Not Choosing Unworthy Anymore

Doubt is a choice! Doubting I am worthy of Divine Love and grace is a choice. This is a choice available to me because of free will. I have heard this in many different ways over the years. My mind would even occasionally hear it and think, "Of course, we are all Divine so we have to be worthy." My mind would hold this extraordinary concept for a moment but just on the surface. Then it was gone and unworthy silently returned to the back of my mind. My emotional body was never on board. My emotions were certain that I was unworthy and of course I needed to doubt Divine Love. Doubt and unworthy were an everpresent pattern informing every experience.

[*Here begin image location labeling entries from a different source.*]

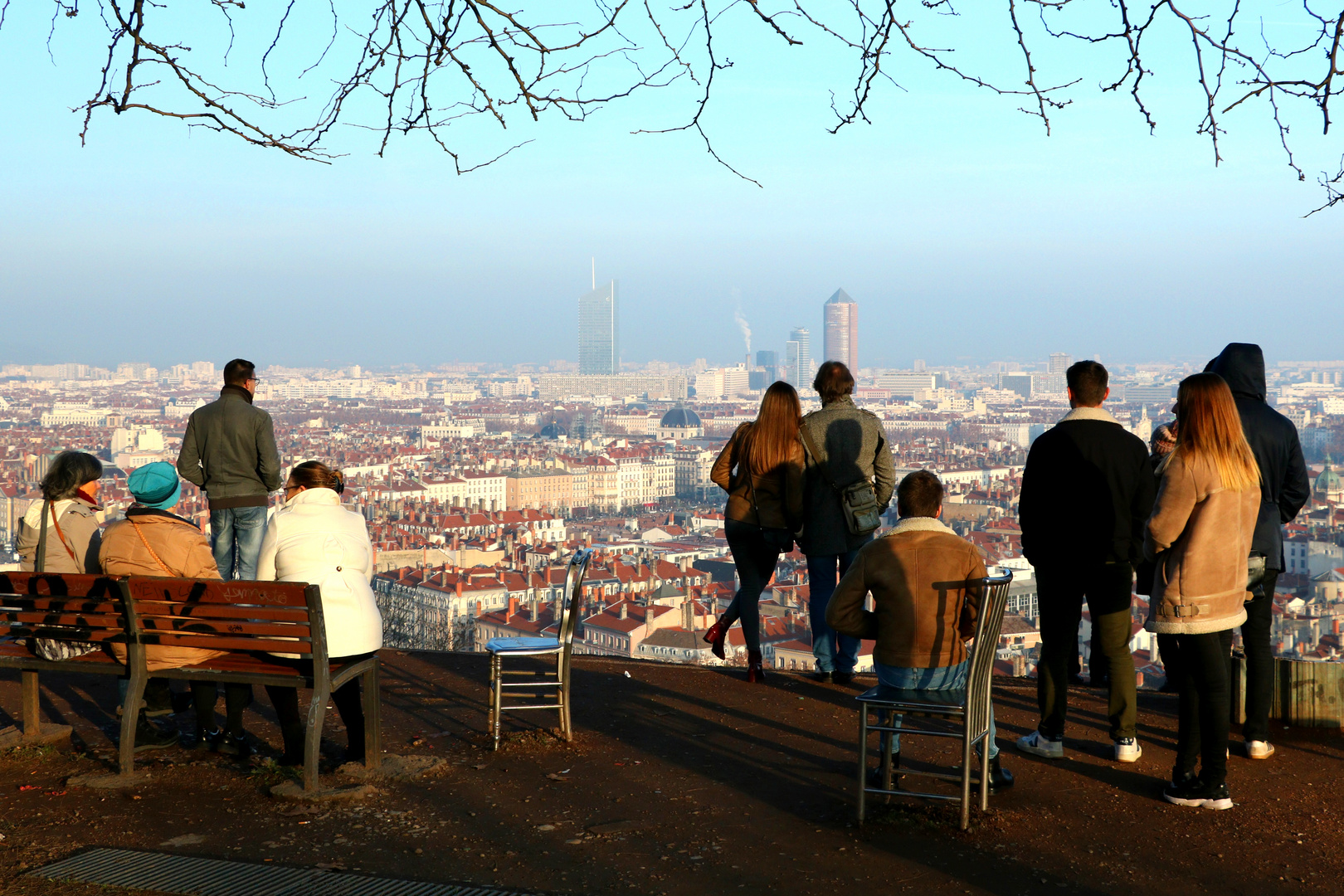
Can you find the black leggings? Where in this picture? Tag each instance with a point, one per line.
(292, 728)
(754, 561)
(1205, 704)
(236, 698)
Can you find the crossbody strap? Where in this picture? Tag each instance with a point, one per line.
(62, 536)
(816, 455)
(145, 542)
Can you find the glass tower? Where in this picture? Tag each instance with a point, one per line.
(600, 351)
(797, 358)
(841, 320)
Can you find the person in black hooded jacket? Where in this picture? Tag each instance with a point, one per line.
(1283, 490)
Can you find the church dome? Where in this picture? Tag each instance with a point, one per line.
(680, 418)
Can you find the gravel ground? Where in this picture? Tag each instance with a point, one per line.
(683, 781)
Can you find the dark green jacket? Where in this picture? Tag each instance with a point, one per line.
(230, 451)
(854, 446)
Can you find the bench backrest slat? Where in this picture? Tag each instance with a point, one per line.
(225, 642)
(273, 617)
(253, 594)
(65, 585)
(62, 607)
(221, 613)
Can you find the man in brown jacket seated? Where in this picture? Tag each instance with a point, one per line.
(919, 577)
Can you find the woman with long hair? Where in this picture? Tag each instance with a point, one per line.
(1200, 538)
(761, 469)
(314, 539)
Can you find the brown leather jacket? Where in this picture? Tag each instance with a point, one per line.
(777, 494)
(918, 574)
(177, 542)
(183, 551)
(1200, 535)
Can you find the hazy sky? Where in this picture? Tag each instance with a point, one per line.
(960, 229)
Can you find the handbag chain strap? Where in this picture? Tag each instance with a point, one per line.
(145, 542)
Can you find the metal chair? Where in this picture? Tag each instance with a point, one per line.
(971, 705)
(558, 646)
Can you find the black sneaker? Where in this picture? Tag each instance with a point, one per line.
(151, 737)
(1192, 791)
(216, 742)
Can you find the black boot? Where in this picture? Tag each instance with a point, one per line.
(151, 737)
(875, 774)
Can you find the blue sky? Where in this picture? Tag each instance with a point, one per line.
(960, 229)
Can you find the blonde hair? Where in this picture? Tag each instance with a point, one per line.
(1210, 427)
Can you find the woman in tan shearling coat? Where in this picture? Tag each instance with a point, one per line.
(155, 542)
(1200, 538)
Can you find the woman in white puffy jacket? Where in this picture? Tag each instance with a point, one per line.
(314, 539)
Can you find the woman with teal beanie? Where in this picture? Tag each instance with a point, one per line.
(155, 542)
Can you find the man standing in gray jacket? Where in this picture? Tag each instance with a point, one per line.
(845, 445)
(229, 451)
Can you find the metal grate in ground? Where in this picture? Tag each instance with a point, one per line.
(194, 876)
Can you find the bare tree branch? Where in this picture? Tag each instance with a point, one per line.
(431, 66)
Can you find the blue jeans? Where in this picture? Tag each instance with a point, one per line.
(834, 652)
(236, 535)
(936, 679)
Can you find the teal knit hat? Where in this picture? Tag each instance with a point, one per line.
(155, 485)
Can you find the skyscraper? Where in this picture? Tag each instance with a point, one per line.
(841, 321)
(797, 358)
(600, 351)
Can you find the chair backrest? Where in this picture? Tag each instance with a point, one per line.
(993, 598)
(62, 607)
(570, 603)
(275, 617)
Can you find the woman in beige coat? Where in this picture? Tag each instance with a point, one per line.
(61, 533)
(1200, 538)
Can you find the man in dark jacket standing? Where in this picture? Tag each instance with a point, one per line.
(1283, 489)
(845, 445)
(1086, 492)
(229, 451)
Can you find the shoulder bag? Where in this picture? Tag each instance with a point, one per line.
(50, 648)
(858, 500)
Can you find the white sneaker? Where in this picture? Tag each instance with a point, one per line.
(1259, 748)
(1040, 744)
(1127, 750)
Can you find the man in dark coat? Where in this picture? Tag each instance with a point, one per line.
(1086, 492)
(1283, 489)
(229, 451)
(845, 445)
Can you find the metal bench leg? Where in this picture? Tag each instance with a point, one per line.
(32, 704)
(373, 720)
(984, 774)
(863, 761)
(498, 696)
(562, 672)
(314, 742)
(886, 739)
(965, 777)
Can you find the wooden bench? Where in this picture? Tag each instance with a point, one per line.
(62, 607)
(247, 620)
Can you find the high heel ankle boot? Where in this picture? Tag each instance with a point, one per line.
(715, 635)
(756, 670)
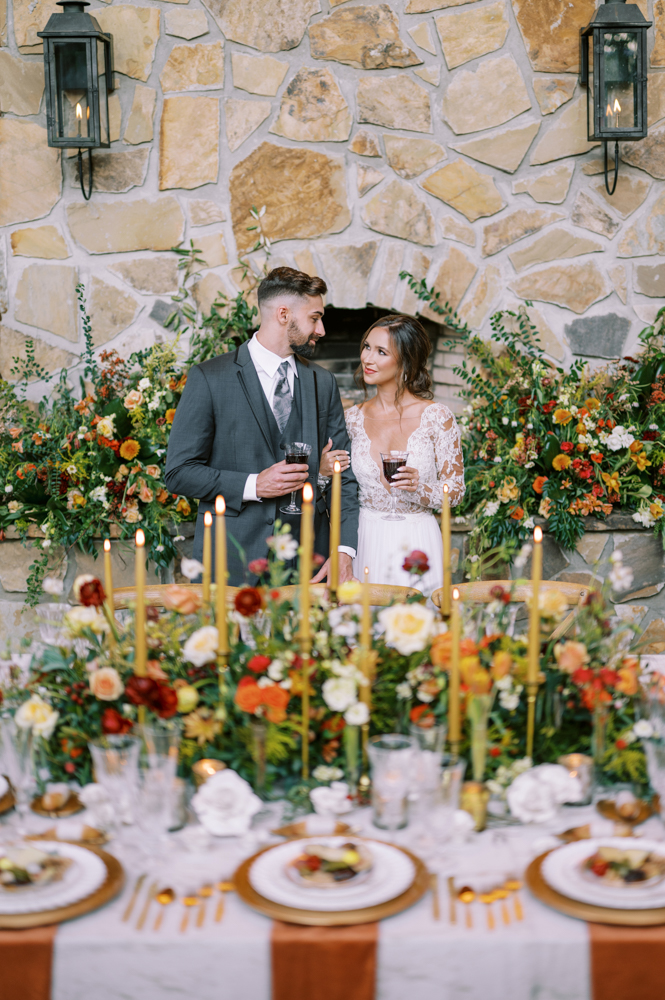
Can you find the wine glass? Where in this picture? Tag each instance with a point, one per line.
(297, 453)
(392, 461)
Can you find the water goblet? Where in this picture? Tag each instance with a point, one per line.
(392, 462)
(297, 453)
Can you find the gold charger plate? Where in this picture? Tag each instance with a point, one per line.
(112, 885)
(318, 918)
(71, 807)
(587, 911)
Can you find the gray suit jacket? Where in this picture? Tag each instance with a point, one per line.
(222, 432)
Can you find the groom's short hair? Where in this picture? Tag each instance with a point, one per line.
(288, 281)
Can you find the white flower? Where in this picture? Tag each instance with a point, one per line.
(408, 627)
(201, 647)
(325, 773)
(38, 715)
(285, 547)
(190, 568)
(225, 804)
(331, 801)
(357, 715)
(339, 693)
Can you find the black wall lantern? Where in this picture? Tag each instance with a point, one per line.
(78, 67)
(613, 67)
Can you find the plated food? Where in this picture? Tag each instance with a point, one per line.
(618, 866)
(24, 866)
(329, 865)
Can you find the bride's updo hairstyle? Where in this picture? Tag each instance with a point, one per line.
(412, 348)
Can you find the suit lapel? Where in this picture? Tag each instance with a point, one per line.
(255, 395)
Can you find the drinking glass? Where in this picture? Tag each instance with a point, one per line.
(116, 763)
(391, 758)
(297, 453)
(392, 461)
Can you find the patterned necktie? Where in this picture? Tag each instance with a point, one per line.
(282, 400)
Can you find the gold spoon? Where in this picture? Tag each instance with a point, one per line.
(488, 898)
(467, 895)
(223, 887)
(164, 896)
(205, 892)
(501, 893)
(514, 885)
(188, 901)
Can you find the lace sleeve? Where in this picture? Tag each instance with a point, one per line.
(445, 438)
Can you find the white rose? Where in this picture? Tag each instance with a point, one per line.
(38, 715)
(225, 804)
(357, 715)
(201, 647)
(408, 627)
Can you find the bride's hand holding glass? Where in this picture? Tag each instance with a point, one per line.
(328, 459)
(406, 478)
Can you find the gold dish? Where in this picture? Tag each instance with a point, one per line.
(112, 885)
(72, 806)
(587, 911)
(318, 918)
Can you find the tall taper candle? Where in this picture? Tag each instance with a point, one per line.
(139, 614)
(335, 527)
(108, 587)
(533, 660)
(454, 731)
(207, 557)
(220, 577)
(306, 543)
(447, 563)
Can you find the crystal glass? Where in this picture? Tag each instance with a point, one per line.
(297, 453)
(17, 762)
(391, 758)
(392, 462)
(116, 764)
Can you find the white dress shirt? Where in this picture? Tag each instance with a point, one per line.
(267, 366)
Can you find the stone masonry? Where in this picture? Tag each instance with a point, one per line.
(440, 136)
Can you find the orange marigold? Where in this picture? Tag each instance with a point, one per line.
(129, 449)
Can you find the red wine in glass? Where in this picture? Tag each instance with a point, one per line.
(392, 462)
(297, 453)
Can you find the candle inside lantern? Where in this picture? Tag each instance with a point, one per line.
(447, 558)
(139, 614)
(454, 731)
(207, 556)
(108, 586)
(335, 527)
(220, 576)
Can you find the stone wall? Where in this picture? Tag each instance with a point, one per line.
(445, 137)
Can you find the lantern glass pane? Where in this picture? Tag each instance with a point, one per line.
(103, 94)
(72, 97)
(619, 95)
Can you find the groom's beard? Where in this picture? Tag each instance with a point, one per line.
(299, 342)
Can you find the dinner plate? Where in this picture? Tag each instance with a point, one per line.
(392, 874)
(562, 870)
(83, 877)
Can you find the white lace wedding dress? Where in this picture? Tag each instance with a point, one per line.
(435, 450)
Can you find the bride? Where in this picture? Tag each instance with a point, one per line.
(400, 418)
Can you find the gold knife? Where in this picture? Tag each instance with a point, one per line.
(132, 902)
(152, 892)
(453, 898)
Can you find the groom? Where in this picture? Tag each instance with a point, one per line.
(239, 410)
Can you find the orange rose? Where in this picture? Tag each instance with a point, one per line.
(181, 599)
(129, 449)
(561, 462)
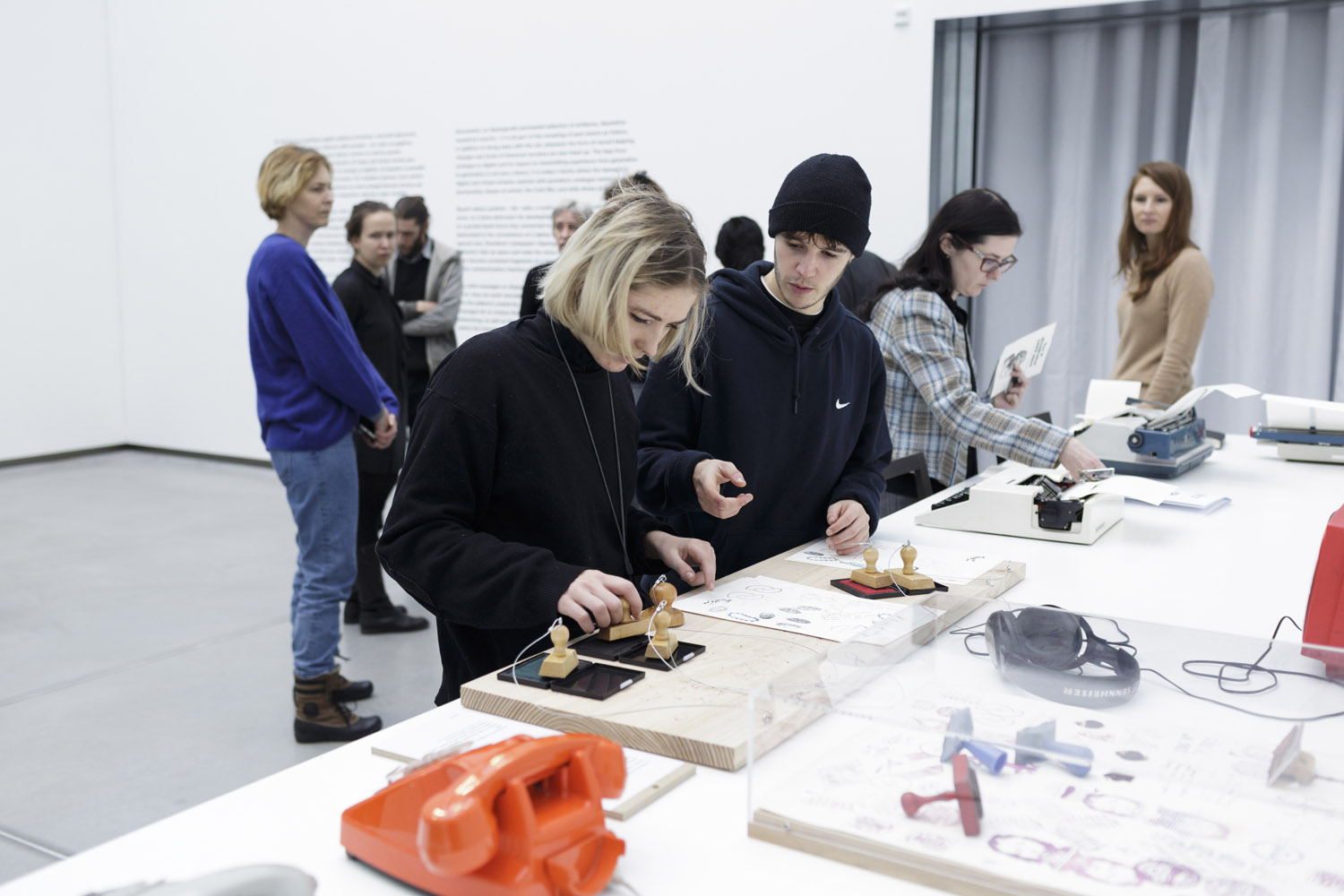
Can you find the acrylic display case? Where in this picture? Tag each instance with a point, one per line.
(1109, 780)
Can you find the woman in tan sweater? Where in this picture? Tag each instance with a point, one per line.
(1168, 285)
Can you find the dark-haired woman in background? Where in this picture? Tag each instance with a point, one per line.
(933, 405)
(378, 327)
(1168, 285)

Recently, I had a Yagya (sacred fire ceremony) and birthday call with Her Holiness Sai Maa. Over the last few years, I have had the fortune of receiving Sai Maa's grace and love. I participated in the Journey of Profound healing workshop. I emerged from that workshop on an accelerated path to freedom. I've been to Darshan a few times and I listen to her discourses frequently. From each encounter, I have had amazing transformative experiences. I had some understanding of the power of her Shakti and knew the extraordinary gift this call would be in my awakening.


But I never had a conversation with Sai Maa before this call. I wasn't sure what to expect. Unworthy reared its ugly head right from the beginning. I could barely speak. I was intimidated and sure I wouldn't be able to say anything 'right'. I breathed and let words come out without thinking. I was imagining who I would be in a year's time after working with the Yagya energy. I could see myself flowing with creation without trying, in devotion, and surrender. I could feel the Shakti activating that vision. In the next moment, she was describing the possibility of a re-boot of this incarnation. The activation of the energy of who I was born to be. And that is when doubt showed up. My breath stopped and my throat closed off. I doubted that it was possible. Doubted that I could accept the energy and manifest this new reality. Then she said, "Well, that's your choice. You have free will. If you want to chose doubt, you can do that." The words came through soaked in disappointment in a way that only a Guru can do.


In that instant, I was shocked into knowing the truth of it. I knew in every cell of my body, in my ethereal field, emotional field, and mental field. I knew that the ever-present doubt that I believed to be inevitable is a CHOICE. And therefore also the root of it, unworthy. Right then I was done with it. I was done choosing doubt. I was done choosing feeling unworthy. When the call ended, I was on my feet, no thought, no planning. I was in front of my altar doing an unbinding ritual. Calling on the Goddess, the ground of all being and full of Sai Maa's Shakti, I cut myself free from the light-sucking grid of energy that 'everyone is unworthy'. The grid of doubt and unworthy reinforced by so many experiences century after century after century. With scissors in hand, I cut the strands of doubt that were sticking to every part of me. I cut myself free. I was free to choose anew. With the wondrous gift free will can be, I chose freedom. And I choose it anew every day.


I choose I AM. I AM Divine. I claim and own the power and joy that is my birthright. I choose to be love, Divine Love. I choose to accept my strength and receive the gifts of life with grace and gratitude. I choose to live the light. And I know that I am worthy of it.